The exact demand on hydrophilicity (liquid contact angles) of inner surfaces of the microchannel structure may vary between different functional units. Except for local hydrophobic surface breaks the liquid contact angel for at least two or three inner walls of a microconduit in a particular unit should be wettable (=hydrophilic=liquid contact angle≦90°) for the liquid to be transported, with preference for liquid contact angels that are ≦60°, such as ≦50° or ≦40° or ≦30° or ≦20°. In the case one or more walls have a higher liquid contact angle, for instance is non-wettable (hydrophobic), this can be compensated by a lowered liquid contact angle on the remaining walls. This may be particularly important if non-wettable lids are used to cover open hydrophilic microchannel structures. The values above apply to the temperature of use.

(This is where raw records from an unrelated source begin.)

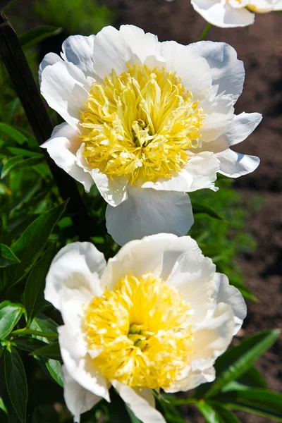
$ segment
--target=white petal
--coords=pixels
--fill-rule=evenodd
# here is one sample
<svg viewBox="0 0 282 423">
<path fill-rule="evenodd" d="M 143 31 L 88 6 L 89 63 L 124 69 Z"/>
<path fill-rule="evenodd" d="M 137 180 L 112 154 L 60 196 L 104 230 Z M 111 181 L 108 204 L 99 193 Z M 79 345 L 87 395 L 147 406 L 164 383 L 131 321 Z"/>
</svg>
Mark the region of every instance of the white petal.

The liquid referred to is typically water including also other aqueous liquids.


The liquid contact angles given above refer to equilibrium contact angles and measured at the temperature of use, for instance room temperature such as +25° C.±5° C.


What has been said above about hydrophilicity/hydrophobicity applies in particular to the inlet arrangement of the microchannel structures (304) in the preferred microfluidic devices (300), including also the tip part of the microchannel structures, if present.

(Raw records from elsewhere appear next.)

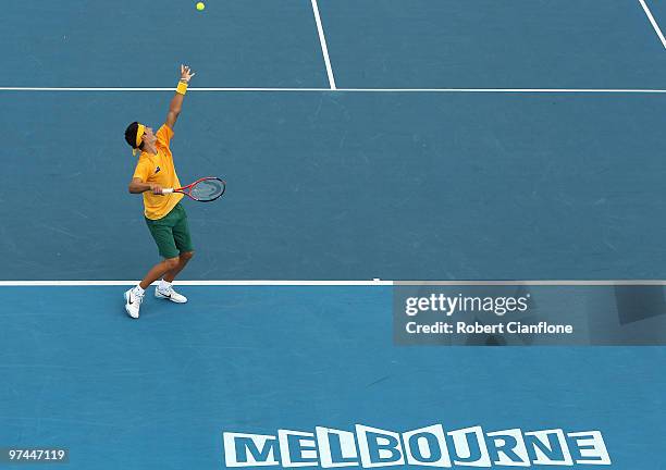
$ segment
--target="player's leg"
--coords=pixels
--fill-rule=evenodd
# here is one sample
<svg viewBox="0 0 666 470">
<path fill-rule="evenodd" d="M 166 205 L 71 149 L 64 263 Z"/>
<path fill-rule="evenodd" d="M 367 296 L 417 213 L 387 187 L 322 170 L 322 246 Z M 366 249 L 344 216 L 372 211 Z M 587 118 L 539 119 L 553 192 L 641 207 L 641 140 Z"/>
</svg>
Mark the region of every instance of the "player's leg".
<svg viewBox="0 0 666 470">
<path fill-rule="evenodd" d="M 185 208 L 180 203 L 171 211 L 170 215 L 173 214 L 174 224 L 172 226 L 173 242 L 178 250 L 178 262 L 175 267 L 169 270 L 162 281 L 158 284 L 155 290 L 155 296 L 158 298 L 168 298 L 171 301 L 177 304 L 184 304 L 187 298 L 176 293 L 173 289 L 171 283 L 178 275 L 183 268 L 194 256 L 194 248 L 192 246 L 192 237 L 189 235 L 189 226 L 187 224 L 187 213 Z"/>
<path fill-rule="evenodd" d="M 180 203 L 173 209 L 174 215 L 177 217 L 172 232 L 173 240 L 176 248 L 178 249 L 178 264 L 164 274 L 164 281 L 172 283 L 173 280 L 178 275 L 183 268 L 194 256 L 194 247 L 192 245 L 192 236 L 189 235 L 189 224 L 187 223 L 187 212 L 185 208 Z"/>
<path fill-rule="evenodd" d="M 173 222 L 170 215 L 171 213 L 157 221 L 146 219 L 146 224 L 158 246 L 160 256 L 164 259 L 155 264 L 136 287 L 125 293 L 125 310 L 132 318 L 138 318 L 144 294 L 148 286 L 178 264 L 180 253 L 173 238 Z"/>
</svg>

Microconduits that are used solely for venting purposes (inlet and/or outlet venting) typically have hydrophobic inner surfaces at least at their connection to a microconduit intended for liquid.


Valve Functions


Valve functions can typically be selected from three main categories:

    • 1. Mechanical valves.
    • 2. Valves that comprise intersecting channels together with means that determine through which channel a liquid flow shall be created.
    • 3. Inner valves, i.e. valves in which the passage or non-passage of a liquid depends on physical and/or chemical properties of the liquid and the material in the surface of the inner wall at the valve.


Type 1 valves typically require physically closing of a microconduit and are therefore called “closing valves”. They often have movable mechanical parts.

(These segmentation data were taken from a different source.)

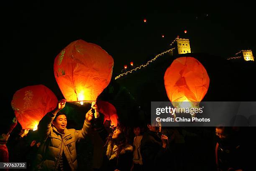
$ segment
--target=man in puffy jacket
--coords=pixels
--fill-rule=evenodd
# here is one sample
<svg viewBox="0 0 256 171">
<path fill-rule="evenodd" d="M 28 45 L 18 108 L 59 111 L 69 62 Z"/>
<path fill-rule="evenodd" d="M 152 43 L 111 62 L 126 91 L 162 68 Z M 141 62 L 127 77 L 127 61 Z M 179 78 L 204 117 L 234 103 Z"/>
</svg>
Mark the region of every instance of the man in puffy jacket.
<svg viewBox="0 0 256 171">
<path fill-rule="evenodd" d="M 66 114 L 59 111 L 66 100 L 59 101 L 56 108 L 47 113 L 38 125 L 41 146 L 37 156 L 37 169 L 75 171 L 77 168 L 76 143 L 85 138 L 93 118 L 92 109 L 86 114 L 81 130 L 67 129 Z"/>
</svg>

Type 2 valves function without closing and are therefore “non-closing”. A typical example is directing an electrokinetic flow at the intersection of two channels by switching the electrodes. See for instance U.S. Pat. No. 5,716,825 (Hewlett Packard) and U.S. Pat. No. 5,705,813 (Hewlett Packard).


In type 3 valves, the non-passage or passage of a liquid may be based on:

    • (a) changing the cross-sectional area in a microconduit at the position of the valve function by changing the energy input to the material of the wall in the microconduit (closing valves), and/or
    • (b) providing a boundary between surfaces of different interaction energy with a through-flowing liquid at the valve position (non-closing, capillary or passive valves), and/or
    • (c) a suitable curvature of the microconduit at the valve function (geometric valves, non-closing).


Type 3a valves are illustrated in WO 0102737 (Gyros AB) in which stimulus-responsive polymers (intelligent polymers) are suggested to create a valve function, and in WO 9721090 (Gamera Biosciences) in which relaxation of non-equilibrium polymeric structures and meltable wax plugs are suggested as valves.


Type 3b valves typically are based on local changes in chemical and/or geometric surface characteristics. Through-flow is achieved by increasing the force driving the liquid. The use of hydrophobic surface breaks (changes in chemical surface characteristics) as valves has been described in WO 9958245, (Gyros AB) WO 0146465 (Gyros AB), WO 0185602 (Åmic AB & Gyros AB), WO 0187486 (Gyros AB) and WO 0274438 (Gyros AB) and WO 031898 (Gyros AB). The use of changes in geometric surface characteristics as valves has been described in WO 9615576 (David Sarnoff Res. Inst.), EP 305210 (Biotrack), and WO 9807019 (Gamera Biosciences). Other alternatives are a porous membrane having pores or clusters of small holes that require a sufficient driving force for the liquid to pass through. The pores/holes are typically hydrophobic and have sizes corresponding to circular areas with a diameter ≦5 μm such as ≦1 μm.


Type 3b valves often comprise an anti-wicking function if they utilize changes in chemical and/or geometrical surface characteristics in edges as described for anti-wicking structures.


Type 3c valves for centrifugal based systems may be achieved by linking the downstream end of a downwardly bent microconduit (U- or Y-shaped) to an upwardly bent microconduit. This is illustrated in WO 0146465 (Gyros AB) with two or more Y/U-shaped structures in sequence in the downstream direction.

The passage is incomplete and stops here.